Wow. HHN is my favorite place on earth. I've been attending since 2010. I strive to put as much effort into my work as they do. To even be put in the same sentence is an incredible compliment. Thank you!



Wolfman said:


> First Walk-Thru? You're pullin' my leg!
> Young man, you are a Natural!
> Seriously, you might want to get into Set Design and Decoration as a career.


Already put the wheels in motion to study set design! Thank you!



punkineater said:


> Holy Guacamole!!!! Knocked it out of the park, you did
> Agreed, can't wait to see what you do in the future, if this is
> just the beginning!


Looking very forward to improving! This community is great with providing tutorials.



Berserker said:


> HOLEEE SHEEEEET BRO! that is amazing. Are you for hire? LOL


Yes I am, actually.
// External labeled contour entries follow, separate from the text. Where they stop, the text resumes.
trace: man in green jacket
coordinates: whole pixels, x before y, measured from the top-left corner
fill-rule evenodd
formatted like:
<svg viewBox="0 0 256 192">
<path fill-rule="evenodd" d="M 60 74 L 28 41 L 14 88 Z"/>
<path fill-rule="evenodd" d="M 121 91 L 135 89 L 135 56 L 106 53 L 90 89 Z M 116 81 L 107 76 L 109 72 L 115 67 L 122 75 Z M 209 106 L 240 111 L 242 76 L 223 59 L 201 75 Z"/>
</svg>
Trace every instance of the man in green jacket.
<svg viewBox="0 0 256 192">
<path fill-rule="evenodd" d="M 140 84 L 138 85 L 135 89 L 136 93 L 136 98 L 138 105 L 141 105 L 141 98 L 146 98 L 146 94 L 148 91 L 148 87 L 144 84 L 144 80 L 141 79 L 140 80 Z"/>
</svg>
You can pay me in six packs.



Muffy said:


> Wow this is really fantastic work here. I read the whole story on top there and loved it. I sure hope you'll lend your talent to us and teach us a few of these techniques. Bravo!


I'm already working on a small monster mud texture technique tutorial for wall panels!



Ghost of Spookie said:


> Seriously first walk-thru?! I am totally blown away. For me it has to rank up there with the most beautiful haunt settings I've seen. You are in Terra league man! What a talented soul at 22. Thank you so much for sharing your photos with us.


Thank you! The music and the haze really made this a stunning room to sit in. I took it down just yesterday but turned the lights and sound on for a few nights after Halloween just to take it in. Terra is in a league of her own, so to even be compared to a legend is crazy to hear for me.


----------



## StanFam3 (Oct 5, 2009)

HOLY MOLY!!! Wowsers, that's an impressive haunt! Great work!


----------



## whichypoo (Jul 29, 2009)

all the above and just fricken awesome ..


----------



## kurtnotkirk (Nov 17, 2012)

Oooh! Awesome job!!


----------



## jenrens (Sep 16, 2015)

Ahhhhh I love this so much. Everything about it is cool! The detail is amazing! Top Notch!


----------



## WOLFPACK7483 (Apr 29, 2013)

Impressive indeed. Amazing detail.


----------



## The Halloween Lady (Jul 17, 2010)

Wow wow wow! Only 22 huh?!?!?!? Hmmmmmmm, it looks like you've been at this for decades! Your pics are lovely everything else is creepy as hell. Fabulous work. Did I say wow?


----------